Et Jésus nous dit Marc « se sent plein de compassion pour ces gens car ils font penser à des brebis sans berger. » Jésus, le Bon Berger, a de la tendresse pour ses brebis, il comprend leurs besoins et il leur donne ce dont elles ont besoin, ce dont elles ont le plus besoin, la Parole de Dieu. Cette Parole fera comprendre à ces gens de quel amour ils sont aimés, elle suscitera en eux l’espérance en les éclairant sur la route qu’ils auront à prendre. Après seulement, il multipliera pour eux les pains et les poissons.
Cela vaut pour nous aujourd’hui. Notre vie de foi peut-elle aller sans nos rassemblements communautaires dominicaux? Ils nous permettent de rencontrer nos semblables, d’écouter avec eux les textes qui sont lus et commentés.
 

 
Ce ne sont pas simplement de belles histoires dont on ferait simplement mémoire une fois par semaine. Ce sont des récits fondateurs par lesquels nos avons à nous laisser transformer pour accomplir ensuite, en paix avec nous-mêmes et par conséquent avec les autres, les tâches de la vie sociale, professionnelle, familiale et citoyenne qui nous incombent.

Dans une de ses épîtres, l’apôtre Paul dit de Jésus qu’il est « notre paix, il a détruit le mur de séparation, la haine et les deux mondes sont devenus un seul. » Sans doute en disant cela fait-il allusion au mur d’enceinte qui alors interdisait l’accès des non-juifs au Temple.
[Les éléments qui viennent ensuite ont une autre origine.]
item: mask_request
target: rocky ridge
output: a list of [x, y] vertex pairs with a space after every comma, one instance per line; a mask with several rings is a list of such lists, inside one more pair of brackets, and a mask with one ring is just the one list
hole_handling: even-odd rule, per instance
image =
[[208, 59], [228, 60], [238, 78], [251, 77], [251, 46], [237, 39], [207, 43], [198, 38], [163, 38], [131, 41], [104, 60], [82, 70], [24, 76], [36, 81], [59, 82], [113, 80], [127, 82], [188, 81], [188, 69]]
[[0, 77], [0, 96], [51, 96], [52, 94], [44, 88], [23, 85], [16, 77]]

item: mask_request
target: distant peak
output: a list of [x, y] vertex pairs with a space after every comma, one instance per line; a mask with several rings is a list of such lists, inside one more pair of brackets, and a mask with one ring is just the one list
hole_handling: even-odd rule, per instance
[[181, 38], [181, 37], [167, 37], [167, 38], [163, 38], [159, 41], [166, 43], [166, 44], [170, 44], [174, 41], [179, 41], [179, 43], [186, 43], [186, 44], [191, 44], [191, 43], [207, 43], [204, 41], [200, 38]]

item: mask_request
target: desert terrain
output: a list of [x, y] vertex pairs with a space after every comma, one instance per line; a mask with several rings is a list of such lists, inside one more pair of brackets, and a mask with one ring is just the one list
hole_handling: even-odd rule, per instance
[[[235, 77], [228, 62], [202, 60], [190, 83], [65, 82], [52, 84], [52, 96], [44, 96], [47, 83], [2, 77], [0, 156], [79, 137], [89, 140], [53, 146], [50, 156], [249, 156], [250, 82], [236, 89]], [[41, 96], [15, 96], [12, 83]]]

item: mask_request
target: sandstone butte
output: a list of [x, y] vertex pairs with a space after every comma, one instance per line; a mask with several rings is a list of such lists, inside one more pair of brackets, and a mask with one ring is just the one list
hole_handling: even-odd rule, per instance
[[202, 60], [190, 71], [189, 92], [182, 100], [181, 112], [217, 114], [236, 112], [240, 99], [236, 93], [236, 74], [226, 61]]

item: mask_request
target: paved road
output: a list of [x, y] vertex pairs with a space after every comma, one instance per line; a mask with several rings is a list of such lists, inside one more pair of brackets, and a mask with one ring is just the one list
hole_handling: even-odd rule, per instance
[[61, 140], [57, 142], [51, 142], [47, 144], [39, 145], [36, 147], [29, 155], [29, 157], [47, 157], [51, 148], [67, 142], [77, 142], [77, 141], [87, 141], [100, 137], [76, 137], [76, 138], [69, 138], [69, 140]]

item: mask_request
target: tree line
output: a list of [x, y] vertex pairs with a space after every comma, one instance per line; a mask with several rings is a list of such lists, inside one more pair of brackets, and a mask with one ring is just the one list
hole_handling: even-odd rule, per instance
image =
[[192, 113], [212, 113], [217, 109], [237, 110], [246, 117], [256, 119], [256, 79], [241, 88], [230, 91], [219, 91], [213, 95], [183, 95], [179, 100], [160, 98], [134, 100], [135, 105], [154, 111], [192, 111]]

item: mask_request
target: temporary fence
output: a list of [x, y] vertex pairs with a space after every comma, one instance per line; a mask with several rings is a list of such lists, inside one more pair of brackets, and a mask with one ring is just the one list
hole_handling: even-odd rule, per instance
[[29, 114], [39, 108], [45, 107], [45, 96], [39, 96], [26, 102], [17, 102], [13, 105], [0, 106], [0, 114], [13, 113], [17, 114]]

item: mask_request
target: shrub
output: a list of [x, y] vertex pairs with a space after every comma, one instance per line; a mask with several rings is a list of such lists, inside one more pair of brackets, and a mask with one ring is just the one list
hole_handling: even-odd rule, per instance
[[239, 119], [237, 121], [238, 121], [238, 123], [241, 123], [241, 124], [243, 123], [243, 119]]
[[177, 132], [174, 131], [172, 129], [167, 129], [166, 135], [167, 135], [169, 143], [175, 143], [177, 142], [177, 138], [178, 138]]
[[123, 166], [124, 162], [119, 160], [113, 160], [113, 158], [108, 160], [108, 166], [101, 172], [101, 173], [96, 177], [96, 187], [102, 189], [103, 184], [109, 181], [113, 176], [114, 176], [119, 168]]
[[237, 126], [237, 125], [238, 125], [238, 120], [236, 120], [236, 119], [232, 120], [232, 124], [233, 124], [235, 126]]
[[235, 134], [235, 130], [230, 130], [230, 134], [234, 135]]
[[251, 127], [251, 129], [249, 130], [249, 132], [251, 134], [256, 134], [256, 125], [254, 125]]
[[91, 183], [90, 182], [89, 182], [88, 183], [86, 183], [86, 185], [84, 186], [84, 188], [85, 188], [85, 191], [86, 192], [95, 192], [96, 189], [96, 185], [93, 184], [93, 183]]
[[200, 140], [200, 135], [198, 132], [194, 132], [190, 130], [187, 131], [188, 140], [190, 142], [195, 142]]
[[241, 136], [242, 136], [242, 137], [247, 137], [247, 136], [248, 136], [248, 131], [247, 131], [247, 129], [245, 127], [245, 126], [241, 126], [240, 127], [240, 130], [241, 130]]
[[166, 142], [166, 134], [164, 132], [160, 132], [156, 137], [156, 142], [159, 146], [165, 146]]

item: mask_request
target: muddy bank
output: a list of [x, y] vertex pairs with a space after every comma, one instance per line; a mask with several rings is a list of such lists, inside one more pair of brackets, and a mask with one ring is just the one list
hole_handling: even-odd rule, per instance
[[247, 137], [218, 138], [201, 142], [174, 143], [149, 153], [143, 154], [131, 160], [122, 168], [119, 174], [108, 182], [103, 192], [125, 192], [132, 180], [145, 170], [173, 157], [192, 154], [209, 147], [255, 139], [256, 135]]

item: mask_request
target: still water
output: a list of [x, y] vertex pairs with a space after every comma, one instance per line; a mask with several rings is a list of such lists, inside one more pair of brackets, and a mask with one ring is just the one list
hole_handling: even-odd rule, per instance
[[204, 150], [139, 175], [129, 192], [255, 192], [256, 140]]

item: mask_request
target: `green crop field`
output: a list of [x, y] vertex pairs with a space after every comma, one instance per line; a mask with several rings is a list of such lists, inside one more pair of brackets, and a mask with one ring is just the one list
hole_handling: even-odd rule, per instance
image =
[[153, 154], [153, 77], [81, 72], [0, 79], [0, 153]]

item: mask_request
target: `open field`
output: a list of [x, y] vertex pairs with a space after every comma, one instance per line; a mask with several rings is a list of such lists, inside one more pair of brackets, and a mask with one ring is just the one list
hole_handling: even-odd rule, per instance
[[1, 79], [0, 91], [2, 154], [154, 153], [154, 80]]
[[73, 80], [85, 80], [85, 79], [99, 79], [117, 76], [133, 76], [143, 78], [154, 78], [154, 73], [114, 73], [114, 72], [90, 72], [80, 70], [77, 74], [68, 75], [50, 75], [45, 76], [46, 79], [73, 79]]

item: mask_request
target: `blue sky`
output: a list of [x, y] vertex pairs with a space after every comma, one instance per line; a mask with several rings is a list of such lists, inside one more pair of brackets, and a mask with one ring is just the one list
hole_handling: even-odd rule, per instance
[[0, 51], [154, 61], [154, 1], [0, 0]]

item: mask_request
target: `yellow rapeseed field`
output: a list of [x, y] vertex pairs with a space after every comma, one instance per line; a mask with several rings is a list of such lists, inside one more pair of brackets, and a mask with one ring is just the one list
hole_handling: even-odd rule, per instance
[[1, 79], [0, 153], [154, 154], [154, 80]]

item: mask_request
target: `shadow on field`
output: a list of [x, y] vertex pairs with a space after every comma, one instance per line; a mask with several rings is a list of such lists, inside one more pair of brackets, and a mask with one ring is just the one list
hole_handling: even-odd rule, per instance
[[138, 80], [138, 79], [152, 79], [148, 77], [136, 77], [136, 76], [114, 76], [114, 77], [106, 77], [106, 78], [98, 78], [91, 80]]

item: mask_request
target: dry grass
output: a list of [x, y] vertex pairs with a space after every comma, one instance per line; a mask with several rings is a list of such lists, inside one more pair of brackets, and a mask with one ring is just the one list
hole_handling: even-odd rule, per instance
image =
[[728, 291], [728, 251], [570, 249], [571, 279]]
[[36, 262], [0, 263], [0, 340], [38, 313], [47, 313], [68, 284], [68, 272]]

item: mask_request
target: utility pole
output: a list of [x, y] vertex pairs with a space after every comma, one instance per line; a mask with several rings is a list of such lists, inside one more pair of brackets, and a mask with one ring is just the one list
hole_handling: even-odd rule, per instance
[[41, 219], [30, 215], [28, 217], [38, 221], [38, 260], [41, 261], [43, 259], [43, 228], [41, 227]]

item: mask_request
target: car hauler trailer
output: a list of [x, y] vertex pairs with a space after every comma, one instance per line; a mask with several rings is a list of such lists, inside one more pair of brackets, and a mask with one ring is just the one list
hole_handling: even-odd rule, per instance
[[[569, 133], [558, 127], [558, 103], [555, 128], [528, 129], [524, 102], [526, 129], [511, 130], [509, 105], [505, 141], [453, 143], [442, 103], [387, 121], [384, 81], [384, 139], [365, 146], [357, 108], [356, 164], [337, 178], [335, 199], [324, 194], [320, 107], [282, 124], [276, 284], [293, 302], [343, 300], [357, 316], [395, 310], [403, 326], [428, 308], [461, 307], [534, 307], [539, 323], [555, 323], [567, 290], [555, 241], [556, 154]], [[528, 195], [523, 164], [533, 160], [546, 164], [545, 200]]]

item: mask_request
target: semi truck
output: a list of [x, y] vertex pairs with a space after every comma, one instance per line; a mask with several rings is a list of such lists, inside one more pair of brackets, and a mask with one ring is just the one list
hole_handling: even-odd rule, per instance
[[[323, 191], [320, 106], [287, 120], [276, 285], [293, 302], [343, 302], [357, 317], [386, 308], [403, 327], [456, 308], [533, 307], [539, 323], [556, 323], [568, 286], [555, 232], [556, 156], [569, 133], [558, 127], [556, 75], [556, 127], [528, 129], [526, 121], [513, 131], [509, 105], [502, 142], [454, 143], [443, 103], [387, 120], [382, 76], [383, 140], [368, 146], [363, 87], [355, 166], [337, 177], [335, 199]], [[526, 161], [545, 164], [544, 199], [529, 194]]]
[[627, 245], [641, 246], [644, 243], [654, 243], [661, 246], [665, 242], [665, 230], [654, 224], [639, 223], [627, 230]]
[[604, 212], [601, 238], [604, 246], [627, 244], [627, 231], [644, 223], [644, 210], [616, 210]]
Mais nous le savons bien, il n’y a pas que ces murs-là, nous en connaissons bien d’autres à travers le monde jusques et y compris dans nos vies.

Nous ne saurons jamais assez travailler à ce que règne la paix. Le sport peut y contribuer. Rappelez-vous la manière dont jadis les premiers contacts ont été repris entre Chinois et Américains, au sortir d’une longue période de tension : par le biais d’une compétition de ping-pong ! Oui, dans notre volonté de promouvoir la paix, toujours et partout, de grandes manifestations sportives comme le Tour de France, peuvent jouer un rôle considérable.
 

Pas seulement parce qu’elles ont une dimension internationale comme c’est le cas aujourd’hui à Pontarlier où sont rassemblés coureurs, techniciens, soigneurs, entraîneurs, chauffeurs, mécaniciens, logisticiens de toutes nations et des journalistes qui vont diffuser au monde entier les images et les commentaires des faits marquants du jour à des millions d’auditeurs et téléspectateurs qui vont les recevoir en une dizaine de langues différentes. Non, pas seulement pour cela mais parce que le sport est une occasion de rencontres et de dialogues qui renversent les barrières linguistiques, ethniques, culturelles. Parce que, au-delà de la compétition, au-delà des sacrifices consentis et des souffrances endurées, on a éprouvé la solidarité vécue, l’amitié.

Au cours de cette célébration dominicale qui nous rassemble, nous porterons dans notre prière les noms de tous ceux que la direction du Tour de France m’a rappelés :
Que le Christ ressuscité les accueille dans la paix de Dieu.